Le visiteur du mausolée du sultan Moulay Ismaïl à Meknès ne manquera pas de relever deux choses qui ont valeur de symbole : à côté du tombeau du sultan, gît celui de son épouse, Lalla Khnata. Pourquoi, elle, et elle seulement, avait-elle « l’insigne honneur » de reposer, pour l’éternité, aux côtés de son mari qui avait pourtant un grand harem ? À l’entrée du mausolée, dans un cimetière de fortune, un autre tombeau se dresse, avec caveau (darbouz), de celui qui était l’expression de la conscience populaire, Sidi Abderhaman Al Majdoub. Trois symboles du pouvoir se jouxtent pour l’éternité.

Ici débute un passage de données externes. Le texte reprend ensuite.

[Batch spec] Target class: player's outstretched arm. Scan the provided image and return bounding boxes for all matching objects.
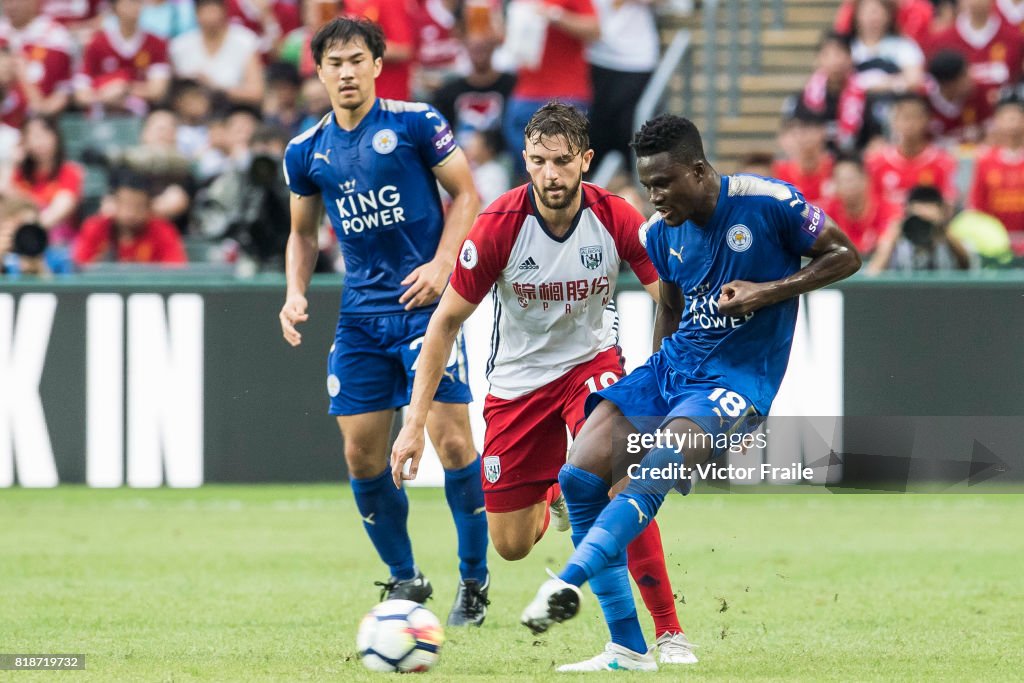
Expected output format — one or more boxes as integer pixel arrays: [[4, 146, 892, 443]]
[[651, 280, 683, 353], [279, 193, 321, 346], [398, 148, 480, 310], [718, 217, 860, 316], [391, 287, 477, 486]]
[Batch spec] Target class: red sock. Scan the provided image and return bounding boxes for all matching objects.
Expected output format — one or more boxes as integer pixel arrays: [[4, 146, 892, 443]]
[[626, 519, 683, 636], [535, 481, 562, 543]]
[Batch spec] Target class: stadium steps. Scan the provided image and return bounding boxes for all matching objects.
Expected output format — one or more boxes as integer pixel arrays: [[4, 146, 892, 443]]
[[662, 0, 840, 172]]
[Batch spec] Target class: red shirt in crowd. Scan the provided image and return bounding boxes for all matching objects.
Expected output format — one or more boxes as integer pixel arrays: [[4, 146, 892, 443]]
[[0, 14, 76, 95], [864, 144, 956, 206], [928, 14, 1021, 103], [833, 0, 935, 47], [512, 0, 596, 102], [345, 0, 417, 99], [0, 81, 29, 128], [79, 27, 171, 88], [818, 197, 900, 254], [10, 161, 85, 214], [995, 0, 1024, 35], [771, 155, 833, 204], [924, 76, 993, 142], [72, 215, 188, 263], [968, 147, 1024, 234], [42, 0, 105, 26]]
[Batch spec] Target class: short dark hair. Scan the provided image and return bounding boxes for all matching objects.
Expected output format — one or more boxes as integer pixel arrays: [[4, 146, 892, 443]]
[[817, 30, 851, 52], [892, 92, 932, 114], [928, 50, 967, 83], [309, 16, 385, 66], [630, 114, 708, 164], [523, 100, 590, 155], [833, 152, 864, 173], [110, 166, 153, 197], [906, 185, 946, 205]]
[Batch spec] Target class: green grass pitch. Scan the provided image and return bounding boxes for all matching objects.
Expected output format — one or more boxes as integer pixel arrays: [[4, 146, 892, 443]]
[[0, 485, 1024, 682]]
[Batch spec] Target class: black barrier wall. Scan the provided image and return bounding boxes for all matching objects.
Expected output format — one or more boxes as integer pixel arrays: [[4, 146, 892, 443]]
[[0, 273, 1024, 486]]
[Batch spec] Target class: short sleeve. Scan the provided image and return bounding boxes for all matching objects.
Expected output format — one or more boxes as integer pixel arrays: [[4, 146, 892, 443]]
[[409, 105, 459, 168], [450, 213, 514, 304], [284, 142, 319, 197], [765, 185, 825, 256], [593, 195, 657, 285]]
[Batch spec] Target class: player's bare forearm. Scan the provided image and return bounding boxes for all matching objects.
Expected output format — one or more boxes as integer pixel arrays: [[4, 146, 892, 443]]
[[285, 195, 321, 296], [406, 288, 476, 430], [718, 218, 860, 317], [652, 280, 683, 353], [769, 218, 860, 304]]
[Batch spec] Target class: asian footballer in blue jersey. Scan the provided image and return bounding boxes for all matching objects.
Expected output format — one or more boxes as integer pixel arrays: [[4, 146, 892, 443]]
[[281, 18, 489, 626]]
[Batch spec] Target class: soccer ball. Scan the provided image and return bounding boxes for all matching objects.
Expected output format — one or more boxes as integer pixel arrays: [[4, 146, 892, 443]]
[[355, 600, 444, 674]]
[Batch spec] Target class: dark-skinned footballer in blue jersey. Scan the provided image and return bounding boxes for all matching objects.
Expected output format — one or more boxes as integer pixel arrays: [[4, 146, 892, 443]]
[[522, 116, 860, 671], [280, 18, 489, 626]]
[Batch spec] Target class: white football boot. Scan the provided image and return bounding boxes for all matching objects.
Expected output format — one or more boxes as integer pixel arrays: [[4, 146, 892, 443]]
[[519, 569, 583, 633], [555, 643, 657, 673], [654, 633, 697, 664]]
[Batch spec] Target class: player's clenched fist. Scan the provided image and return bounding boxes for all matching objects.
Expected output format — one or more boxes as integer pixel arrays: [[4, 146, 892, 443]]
[[391, 424, 423, 488], [278, 294, 309, 346]]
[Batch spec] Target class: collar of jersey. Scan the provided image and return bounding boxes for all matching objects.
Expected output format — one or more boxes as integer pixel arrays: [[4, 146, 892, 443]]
[[526, 182, 587, 243], [684, 173, 729, 233]]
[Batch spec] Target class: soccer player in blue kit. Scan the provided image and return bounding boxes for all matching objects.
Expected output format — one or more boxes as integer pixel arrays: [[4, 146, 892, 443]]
[[280, 18, 489, 626], [522, 116, 860, 671]]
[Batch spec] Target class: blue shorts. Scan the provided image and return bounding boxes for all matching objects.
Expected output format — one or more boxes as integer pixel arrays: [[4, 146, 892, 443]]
[[586, 353, 763, 457], [327, 312, 473, 415]]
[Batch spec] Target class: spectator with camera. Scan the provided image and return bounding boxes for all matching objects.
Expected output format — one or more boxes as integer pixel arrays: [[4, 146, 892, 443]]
[[865, 185, 971, 274], [72, 171, 187, 265]]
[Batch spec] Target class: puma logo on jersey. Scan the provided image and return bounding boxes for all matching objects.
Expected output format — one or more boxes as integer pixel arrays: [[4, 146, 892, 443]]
[[519, 256, 541, 270], [626, 498, 647, 524]]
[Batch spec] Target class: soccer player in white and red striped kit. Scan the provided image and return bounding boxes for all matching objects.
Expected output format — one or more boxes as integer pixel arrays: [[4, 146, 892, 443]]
[[391, 102, 696, 664]]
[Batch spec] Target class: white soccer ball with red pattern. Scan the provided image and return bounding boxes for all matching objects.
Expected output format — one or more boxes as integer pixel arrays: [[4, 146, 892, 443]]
[[355, 600, 444, 674]]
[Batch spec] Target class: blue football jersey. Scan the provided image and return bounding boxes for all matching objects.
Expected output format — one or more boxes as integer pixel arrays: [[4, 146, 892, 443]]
[[285, 98, 458, 316], [641, 175, 825, 415]]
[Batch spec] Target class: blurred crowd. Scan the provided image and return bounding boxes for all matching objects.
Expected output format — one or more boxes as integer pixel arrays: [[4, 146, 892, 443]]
[[770, 0, 1024, 273], [0, 0, 658, 274], [0, 0, 1024, 274]]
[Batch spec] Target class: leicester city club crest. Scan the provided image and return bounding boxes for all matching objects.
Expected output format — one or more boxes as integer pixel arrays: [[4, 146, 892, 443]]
[[483, 456, 502, 483], [580, 247, 604, 270]]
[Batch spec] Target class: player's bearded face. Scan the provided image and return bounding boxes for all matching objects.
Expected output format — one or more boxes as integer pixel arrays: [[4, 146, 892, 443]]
[[524, 135, 594, 211], [316, 40, 382, 110]]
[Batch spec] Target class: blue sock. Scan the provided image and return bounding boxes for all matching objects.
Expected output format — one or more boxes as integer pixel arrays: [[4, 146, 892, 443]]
[[559, 449, 683, 586], [558, 464, 647, 652], [351, 468, 416, 581], [444, 456, 487, 583]]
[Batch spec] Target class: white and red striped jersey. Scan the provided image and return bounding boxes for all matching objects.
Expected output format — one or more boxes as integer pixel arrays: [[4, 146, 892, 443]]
[[76, 26, 171, 88], [0, 14, 75, 95], [451, 183, 657, 399]]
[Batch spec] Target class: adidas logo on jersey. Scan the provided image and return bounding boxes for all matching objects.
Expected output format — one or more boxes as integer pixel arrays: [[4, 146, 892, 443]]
[[519, 256, 541, 270]]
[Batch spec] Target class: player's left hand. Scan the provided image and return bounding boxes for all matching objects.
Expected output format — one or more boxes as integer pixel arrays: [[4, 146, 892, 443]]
[[391, 424, 424, 488], [718, 280, 768, 317], [398, 259, 452, 310]]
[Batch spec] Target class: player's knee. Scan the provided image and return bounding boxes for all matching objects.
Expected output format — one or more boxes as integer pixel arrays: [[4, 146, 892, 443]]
[[345, 440, 387, 479], [434, 429, 476, 470], [490, 535, 535, 562]]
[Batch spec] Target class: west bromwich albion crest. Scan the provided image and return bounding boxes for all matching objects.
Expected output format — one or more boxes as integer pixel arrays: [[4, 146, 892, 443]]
[[580, 246, 604, 270]]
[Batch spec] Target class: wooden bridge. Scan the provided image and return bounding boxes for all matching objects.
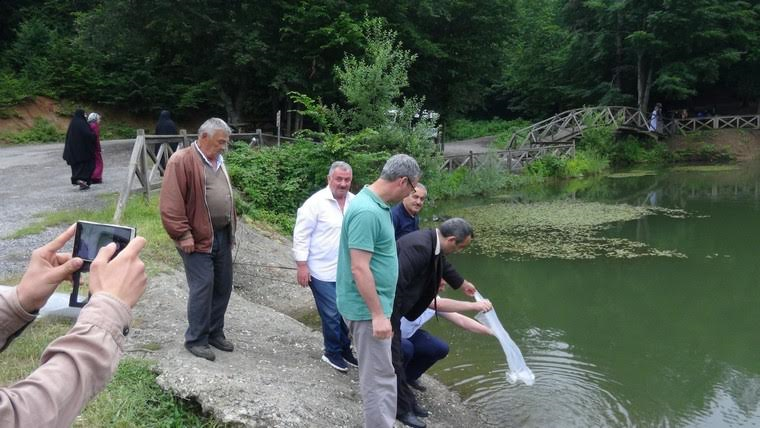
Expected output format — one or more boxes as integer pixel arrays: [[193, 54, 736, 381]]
[[441, 106, 760, 171], [113, 129, 293, 224]]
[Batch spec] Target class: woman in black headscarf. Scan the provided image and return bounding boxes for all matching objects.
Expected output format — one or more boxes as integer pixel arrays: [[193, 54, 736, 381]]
[[153, 110, 179, 176], [63, 109, 96, 190]]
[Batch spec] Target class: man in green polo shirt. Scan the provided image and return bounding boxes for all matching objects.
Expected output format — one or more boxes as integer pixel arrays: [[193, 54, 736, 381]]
[[336, 154, 422, 427]]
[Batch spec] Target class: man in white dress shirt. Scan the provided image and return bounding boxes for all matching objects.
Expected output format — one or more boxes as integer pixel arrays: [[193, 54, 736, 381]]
[[293, 161, 357, 372]]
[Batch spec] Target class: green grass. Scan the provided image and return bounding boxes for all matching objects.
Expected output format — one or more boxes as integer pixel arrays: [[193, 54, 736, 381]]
[[79, 358, 224, 427], [0, 118, 64, 144], [0, 195, 218, 427], [7, 195, 181, 274]]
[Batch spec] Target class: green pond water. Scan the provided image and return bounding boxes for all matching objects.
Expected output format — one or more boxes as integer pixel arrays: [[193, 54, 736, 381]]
[[425, 163, 760, 427]]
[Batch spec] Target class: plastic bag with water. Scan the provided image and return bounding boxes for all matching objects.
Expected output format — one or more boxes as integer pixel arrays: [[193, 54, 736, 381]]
[[475, 292, 536, 386]]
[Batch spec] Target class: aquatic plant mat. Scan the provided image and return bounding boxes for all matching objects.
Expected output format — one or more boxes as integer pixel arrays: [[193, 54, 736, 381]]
[[448, 201, 687, 260]]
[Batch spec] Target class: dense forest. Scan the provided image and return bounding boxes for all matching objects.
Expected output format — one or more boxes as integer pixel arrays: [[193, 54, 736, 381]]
[[0, 0, 760, 127]]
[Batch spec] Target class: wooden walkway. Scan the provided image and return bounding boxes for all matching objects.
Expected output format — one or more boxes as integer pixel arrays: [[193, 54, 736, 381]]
[[113, 129, 293, 224]]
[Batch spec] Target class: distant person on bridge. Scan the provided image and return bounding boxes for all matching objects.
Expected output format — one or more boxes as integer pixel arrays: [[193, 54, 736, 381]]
[[401, 281, 493, 391], [153, 110, 179, 175], [63, 109, 95, 190], [87, 112, 103, 184], [0, 224, 147, 427]]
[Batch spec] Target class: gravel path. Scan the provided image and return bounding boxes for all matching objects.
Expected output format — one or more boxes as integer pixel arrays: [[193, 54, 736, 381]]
[[443, 136, 496, 156]]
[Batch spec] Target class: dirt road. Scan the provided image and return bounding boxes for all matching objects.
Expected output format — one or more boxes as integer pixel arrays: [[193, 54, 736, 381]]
[[0, 142, 482, 428]]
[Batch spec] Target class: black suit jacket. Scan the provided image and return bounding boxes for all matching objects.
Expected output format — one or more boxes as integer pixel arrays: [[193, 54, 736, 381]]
[[393, 229, 464, 320]]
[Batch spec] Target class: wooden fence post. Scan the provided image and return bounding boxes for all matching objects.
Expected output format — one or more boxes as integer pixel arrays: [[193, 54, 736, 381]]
[[113, 129, 145, 224], [137, 129, 150, 202]]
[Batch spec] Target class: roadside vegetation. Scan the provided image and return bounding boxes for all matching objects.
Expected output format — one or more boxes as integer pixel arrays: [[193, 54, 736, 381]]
[[0, 195, 223, 427]]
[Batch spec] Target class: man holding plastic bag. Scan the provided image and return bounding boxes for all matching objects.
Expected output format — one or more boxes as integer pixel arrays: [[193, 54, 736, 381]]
[[391, 218, 477, 428]]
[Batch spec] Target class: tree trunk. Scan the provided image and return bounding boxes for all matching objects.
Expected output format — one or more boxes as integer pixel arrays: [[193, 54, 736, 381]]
[[285, 98, 293, 137], [636, 52, 652, 113], [612, 11, 625, 94]]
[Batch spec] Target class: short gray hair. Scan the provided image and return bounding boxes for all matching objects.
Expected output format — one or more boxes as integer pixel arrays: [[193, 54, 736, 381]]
[[438, 217, 475, 244], [327, 161, 353, 176], [380, 154, 422, 181], [198, 117, 232, 137]]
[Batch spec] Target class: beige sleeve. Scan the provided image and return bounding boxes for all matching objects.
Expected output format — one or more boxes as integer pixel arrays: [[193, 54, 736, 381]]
[[0, 287, 35, 350], [0, 293, 132, 427]]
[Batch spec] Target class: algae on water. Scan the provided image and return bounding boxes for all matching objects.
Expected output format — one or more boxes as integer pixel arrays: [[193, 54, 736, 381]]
[[449, 201, 686, 259]]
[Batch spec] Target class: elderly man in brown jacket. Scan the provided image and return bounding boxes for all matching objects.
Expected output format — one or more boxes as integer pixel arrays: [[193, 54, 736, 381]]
[[0, 226, 147, 428], [160, 118, 235, 361]]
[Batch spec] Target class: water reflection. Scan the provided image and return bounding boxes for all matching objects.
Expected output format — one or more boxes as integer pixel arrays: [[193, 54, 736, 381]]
[[431, 162, 760, 427]]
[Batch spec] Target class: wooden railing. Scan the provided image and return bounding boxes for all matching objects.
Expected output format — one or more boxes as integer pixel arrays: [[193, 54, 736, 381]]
[[507, 106, 649, 149], [507, 106, 760, 149], [113, 129, 294, 223], [441, 144, 575, 172], [665, 114, 760, 134]]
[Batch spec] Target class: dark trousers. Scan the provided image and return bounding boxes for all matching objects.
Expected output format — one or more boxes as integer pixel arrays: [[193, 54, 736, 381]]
[[179, 226, 232, 345], [401, 329, 449, 381], [71, 159, 95, 184], [391, 312, 417, 415]]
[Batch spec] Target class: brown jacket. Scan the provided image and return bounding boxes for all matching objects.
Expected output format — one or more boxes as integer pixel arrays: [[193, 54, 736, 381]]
[[0, 288, 132, 427], [159, 143, 236, 253]]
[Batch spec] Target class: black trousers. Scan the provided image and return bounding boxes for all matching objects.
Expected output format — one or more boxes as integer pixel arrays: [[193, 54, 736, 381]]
[[179, 226, 232, 345], [391, 312, 417, 415]]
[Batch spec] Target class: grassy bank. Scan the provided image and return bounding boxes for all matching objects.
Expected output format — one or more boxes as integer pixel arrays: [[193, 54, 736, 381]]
[[0, 196, 223, 427]]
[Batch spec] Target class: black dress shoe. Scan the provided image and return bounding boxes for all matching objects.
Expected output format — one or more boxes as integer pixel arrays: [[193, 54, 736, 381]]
[[208, 337, 235, 352], [412, 403, 430, 418], [396, 412, 427, 428], [185, 343, 216, 361], [406, 379, 427, 392]]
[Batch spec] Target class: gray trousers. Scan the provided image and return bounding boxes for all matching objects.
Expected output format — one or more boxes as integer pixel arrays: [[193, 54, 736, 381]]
[[179, 226, 232, 345], [346, 320, 396, 428]]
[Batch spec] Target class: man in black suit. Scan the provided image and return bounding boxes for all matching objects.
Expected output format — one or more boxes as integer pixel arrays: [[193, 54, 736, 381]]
[[391, 218, 476, 428]]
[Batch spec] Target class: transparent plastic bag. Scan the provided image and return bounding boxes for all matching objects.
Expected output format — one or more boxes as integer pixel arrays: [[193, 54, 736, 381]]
[[475, 292, 536, 386]]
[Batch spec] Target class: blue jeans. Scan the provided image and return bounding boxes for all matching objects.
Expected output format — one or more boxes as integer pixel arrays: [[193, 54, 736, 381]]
[[401, 329, 449, 380], [309, 276, 351, 357], [178, 226, 232, 345]]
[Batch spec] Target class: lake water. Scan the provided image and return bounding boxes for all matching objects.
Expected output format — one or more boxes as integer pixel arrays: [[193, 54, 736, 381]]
[[425, 164, 760, 427]]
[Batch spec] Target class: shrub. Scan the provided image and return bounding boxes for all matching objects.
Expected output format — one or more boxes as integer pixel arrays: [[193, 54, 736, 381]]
[[0, 118, 64, 144], [565, 150, 610, 177], [527, 155, 567, 177], [445, 119, 530, 141]]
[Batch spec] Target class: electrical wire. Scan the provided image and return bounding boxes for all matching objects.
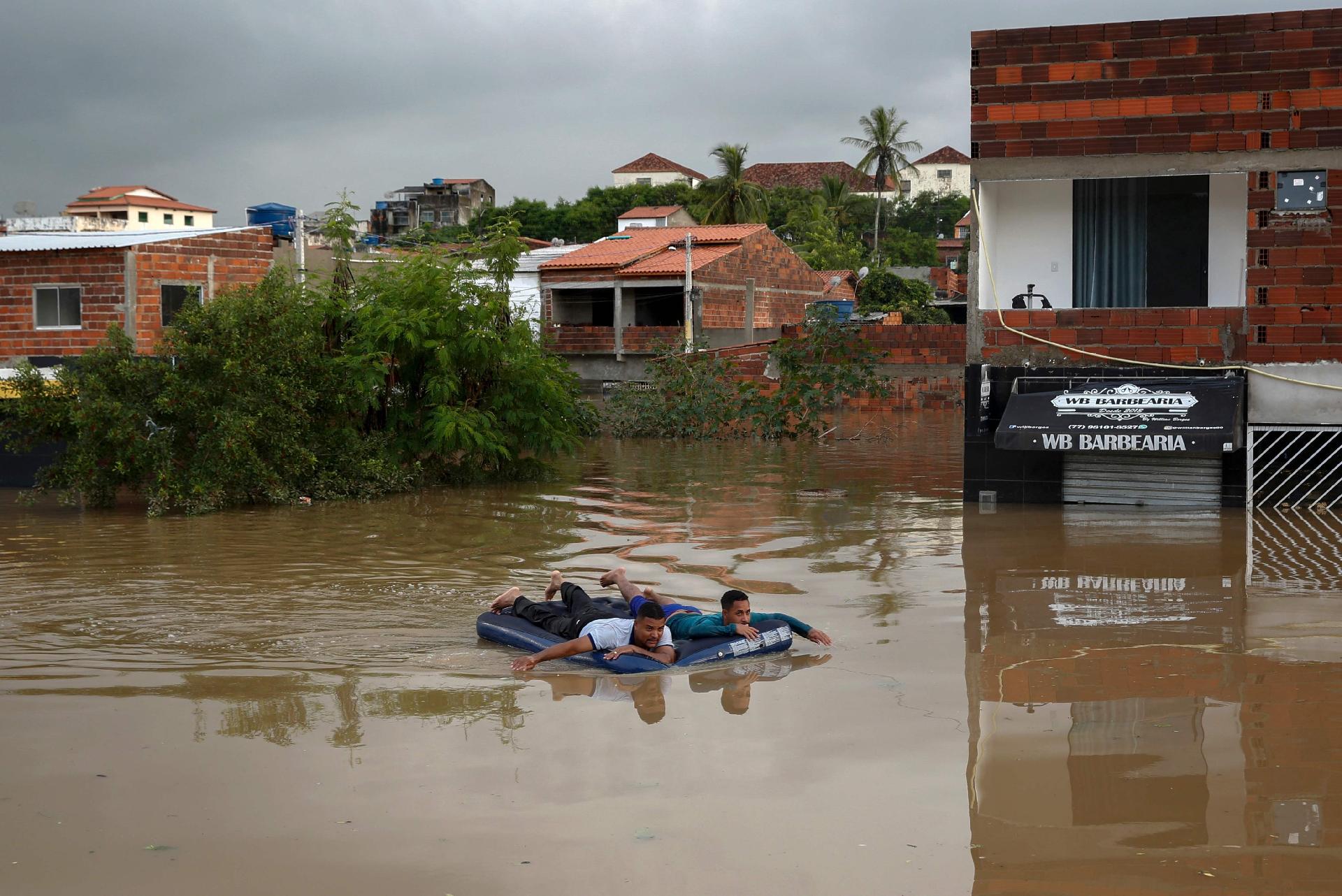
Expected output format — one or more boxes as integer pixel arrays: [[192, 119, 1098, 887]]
[[969, 189, 1342, 391]]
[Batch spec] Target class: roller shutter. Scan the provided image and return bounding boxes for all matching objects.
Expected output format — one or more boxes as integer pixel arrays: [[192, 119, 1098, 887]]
[[1063, 452, 1221, 507]]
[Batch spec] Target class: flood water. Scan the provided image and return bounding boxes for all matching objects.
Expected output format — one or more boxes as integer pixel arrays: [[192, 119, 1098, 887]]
[[0, 414, 1342, 896]]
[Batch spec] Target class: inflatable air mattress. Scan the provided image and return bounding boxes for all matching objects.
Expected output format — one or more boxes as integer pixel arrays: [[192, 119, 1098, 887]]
[[475, 597, 792, 672]]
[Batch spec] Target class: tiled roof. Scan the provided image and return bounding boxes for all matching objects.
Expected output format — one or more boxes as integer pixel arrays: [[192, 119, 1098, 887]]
[[66, 184, 219, 213], [914, 146, 969, 165], [611, 153, 709, 181], [742, 162, 897, 193], [541, 224, 769, 274], [620, 205, 680, 219]]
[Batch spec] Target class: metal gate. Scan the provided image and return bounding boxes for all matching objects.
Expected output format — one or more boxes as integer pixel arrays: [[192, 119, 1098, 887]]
[[1063, 452, 1221, 507], [1246, 425, 1342, 593]]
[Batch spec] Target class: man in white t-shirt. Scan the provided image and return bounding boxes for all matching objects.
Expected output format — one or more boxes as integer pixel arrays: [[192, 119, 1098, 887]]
[[490, 572, 675, 672]]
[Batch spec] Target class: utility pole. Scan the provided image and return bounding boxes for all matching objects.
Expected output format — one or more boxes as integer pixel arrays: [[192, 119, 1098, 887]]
[[684, 231, 694, 352], [294, 209, 308, 286]]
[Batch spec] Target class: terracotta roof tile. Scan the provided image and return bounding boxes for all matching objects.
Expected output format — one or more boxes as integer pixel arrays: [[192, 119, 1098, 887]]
[[611, 153, 709, 181], [914, 146, 970, 165], [742, 162, 897, 193], [620, 205, 681, 219], [541, 224, 767, 274]]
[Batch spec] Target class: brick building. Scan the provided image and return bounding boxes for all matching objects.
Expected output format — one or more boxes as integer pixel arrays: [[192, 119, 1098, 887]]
[[0, 226, 273, 368], [965, 9, 1342, 505], [541, 224, 828, 382]]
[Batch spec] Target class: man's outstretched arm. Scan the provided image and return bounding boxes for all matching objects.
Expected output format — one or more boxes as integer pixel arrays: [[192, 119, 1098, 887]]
[[512, 635, 596, 672]]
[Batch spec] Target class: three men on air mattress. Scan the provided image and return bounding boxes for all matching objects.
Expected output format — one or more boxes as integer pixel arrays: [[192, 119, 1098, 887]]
[[490, 566, 832, 672]]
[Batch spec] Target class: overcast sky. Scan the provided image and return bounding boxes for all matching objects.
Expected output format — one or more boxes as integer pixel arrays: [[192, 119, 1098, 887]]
[[0, 0, 1320, 224]]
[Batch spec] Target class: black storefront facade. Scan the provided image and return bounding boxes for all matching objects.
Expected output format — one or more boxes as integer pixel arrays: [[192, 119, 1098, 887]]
[[965, 365, 1247, 507]]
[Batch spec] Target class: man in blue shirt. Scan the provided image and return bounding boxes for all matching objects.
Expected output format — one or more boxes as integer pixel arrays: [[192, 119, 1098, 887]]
[[601, 566, 833, 646]]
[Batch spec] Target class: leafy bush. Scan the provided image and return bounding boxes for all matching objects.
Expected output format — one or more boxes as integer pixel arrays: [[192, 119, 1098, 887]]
[[858, 271, 950, 324], [607, 308, 887, 439], [0, 213, 593, 514]]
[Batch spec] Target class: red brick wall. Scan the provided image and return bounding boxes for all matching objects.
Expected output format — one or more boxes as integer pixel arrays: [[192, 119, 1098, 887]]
[[969, 9, 1342, 158], [970, 169, 1342, 365], [136, 229, 274, 354], [0, 231, 271, 361], [694, 231, 825, 328], [1246, 166, 1342, 362], [0, 250, 125, 362]]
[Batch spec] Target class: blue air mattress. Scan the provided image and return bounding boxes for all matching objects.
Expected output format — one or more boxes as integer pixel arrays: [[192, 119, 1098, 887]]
[[475, 597, 792, 672]]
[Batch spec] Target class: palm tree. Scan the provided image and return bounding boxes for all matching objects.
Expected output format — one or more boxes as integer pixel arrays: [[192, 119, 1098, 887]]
[[816, 174, 858, 226], [699, 143, 769, 224], [843, 106, 922, 263]]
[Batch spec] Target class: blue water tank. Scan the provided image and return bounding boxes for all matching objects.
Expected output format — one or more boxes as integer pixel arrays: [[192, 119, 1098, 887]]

Mais, c’est la première qui nous intéresse ici, même si nous savons par ailleurs que nous disposons de peu de références pour élucider le mystère de cette femme, hors du commun, qui a marqué trois sultans alaouites et continue à le faire outre-tombe.
Elle avait de l’ascendant sur son mari Moulay Ismaïl. C’est elle qui a su manigancer pour voir son fils Moulay Abdellah prendre le trône, et activer en sous-main l’armée prétorienne du Guich des Oudayas, issue de sa tribu, pour faire contrepoids au pouvoir exorbitant des Boukhara. Enfin, elle avait pris en charge l’éducation de son petit-fils, Sidi Mohammed, celui qui deviendra Sidi Mohammed Ben Abdellah. Il n’avait que douze ans quand il l’accompagne à la Mecque et les historiographes et chroniqueurs s’accordent à faire remonter la sagesse et la pondération de Sidi Mohammed, à l’influence de sa grand-mère. Hassan II, sans la citer, aimait remonter sa filiation aux Mghafra, la tribu de Lalla Khnata Bint Bekkar, pour étayer le lien avec le Sahara. Et des Sahraouis, et non des moindres, se vantent du lien avec la famille régnante, par le truchement de Lalla Khnata Bint Bekkar (peut-être aurait-il fallu prononcer « Mint Bekkar », comme c’est l’usage dans le parler Hassani).
Elle est revenue au devant de la scène par un triste événement, quand la mosquée qui porte son nom à Meknès s’effondre en février 2010, faisant plus de quarante morts. Des instructions sont alors données par le roi Mohammed VI pour que la mosquée soit reconstruite à « l’identique ».